« Osez l’IA » : la France veut faire entrer l’intelligence artificielle dans toutes ses entreprises
« Osez l’IA » : la France veut faire entrer l’intelligence artificielle dans toutes ses entreprises

À Bercy, le ton est donné : l’IA ne doit plus faire peur, elle doit faire envie. Ce mardi 1er juillet, la ministre du Numérique Clara Chappaz et le ministre de l’Économie Éric Lombard ont présenté un nouveau plan national d’accélération baptisé « Osez l’IA », destiné à démocratiser l’intelligence artificielle dans le tissu entrepreneurial français.
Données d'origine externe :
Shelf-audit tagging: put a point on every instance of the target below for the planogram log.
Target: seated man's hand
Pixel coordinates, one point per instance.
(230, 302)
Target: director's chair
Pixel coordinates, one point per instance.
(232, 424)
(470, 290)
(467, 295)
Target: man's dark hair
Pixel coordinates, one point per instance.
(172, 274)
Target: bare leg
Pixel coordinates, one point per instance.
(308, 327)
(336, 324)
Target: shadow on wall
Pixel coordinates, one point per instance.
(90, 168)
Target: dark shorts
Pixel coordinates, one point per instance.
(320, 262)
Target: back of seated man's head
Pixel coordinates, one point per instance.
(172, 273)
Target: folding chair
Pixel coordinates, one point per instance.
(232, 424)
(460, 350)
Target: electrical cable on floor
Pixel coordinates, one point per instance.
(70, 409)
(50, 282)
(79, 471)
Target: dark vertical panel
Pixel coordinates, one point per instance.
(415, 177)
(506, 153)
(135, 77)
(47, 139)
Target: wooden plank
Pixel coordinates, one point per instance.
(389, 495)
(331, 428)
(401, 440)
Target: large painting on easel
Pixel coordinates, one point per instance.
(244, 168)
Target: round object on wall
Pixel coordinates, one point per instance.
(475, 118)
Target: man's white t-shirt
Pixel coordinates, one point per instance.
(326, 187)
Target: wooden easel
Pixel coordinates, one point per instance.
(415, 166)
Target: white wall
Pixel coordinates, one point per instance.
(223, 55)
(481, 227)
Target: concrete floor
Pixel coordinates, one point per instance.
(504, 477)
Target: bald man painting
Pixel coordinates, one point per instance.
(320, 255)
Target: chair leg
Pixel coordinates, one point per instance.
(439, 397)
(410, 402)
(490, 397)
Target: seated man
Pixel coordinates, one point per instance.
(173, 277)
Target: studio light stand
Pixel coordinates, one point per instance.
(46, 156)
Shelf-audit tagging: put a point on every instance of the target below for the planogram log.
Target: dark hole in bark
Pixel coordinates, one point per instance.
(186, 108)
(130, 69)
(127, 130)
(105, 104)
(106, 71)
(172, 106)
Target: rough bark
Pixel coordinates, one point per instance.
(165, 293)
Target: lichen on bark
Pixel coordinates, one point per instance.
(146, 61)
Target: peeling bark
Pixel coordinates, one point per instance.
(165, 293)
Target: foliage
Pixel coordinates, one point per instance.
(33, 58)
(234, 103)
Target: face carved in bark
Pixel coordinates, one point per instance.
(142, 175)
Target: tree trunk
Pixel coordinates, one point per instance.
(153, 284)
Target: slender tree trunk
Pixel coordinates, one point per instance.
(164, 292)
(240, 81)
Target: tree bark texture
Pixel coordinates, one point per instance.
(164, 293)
Avec en ligne de mire : un objectif d’adoption généralisée d’ici à 2030. Les ambitions sont claires : atteindre 100 % d’adoption de l’IA dans les grandes entreprises, 80 % dans les PME et ETI, et 50 % dans les TPE. Un cap ambitieux pour une France jugée encore en retard sur l’intégration concrète de ces technologies dans le secteur privé.

Des financements concrets pour des usages immédiats

Au cœur du plan : une batterie de mesures de financement et de soutien, à commencer par la création d’un fonds de garantie bancaire, capable d’appuyer des projets jusqu’à 500 000 euros sur dix ans. Une enveloppe de 200 millions d’euros sera également mobilisée pour financer à 40 % des « diagnostics IA » dans 5 000 PME et ETI, afin d’évaluer leur maturité et leurs besoins. Un catalogue de solutions d’IA françaises et européennes sera également publié, pour renforcer la souveraineté numérique et limiter la dépendance aux grands acteurs américains ou chinois.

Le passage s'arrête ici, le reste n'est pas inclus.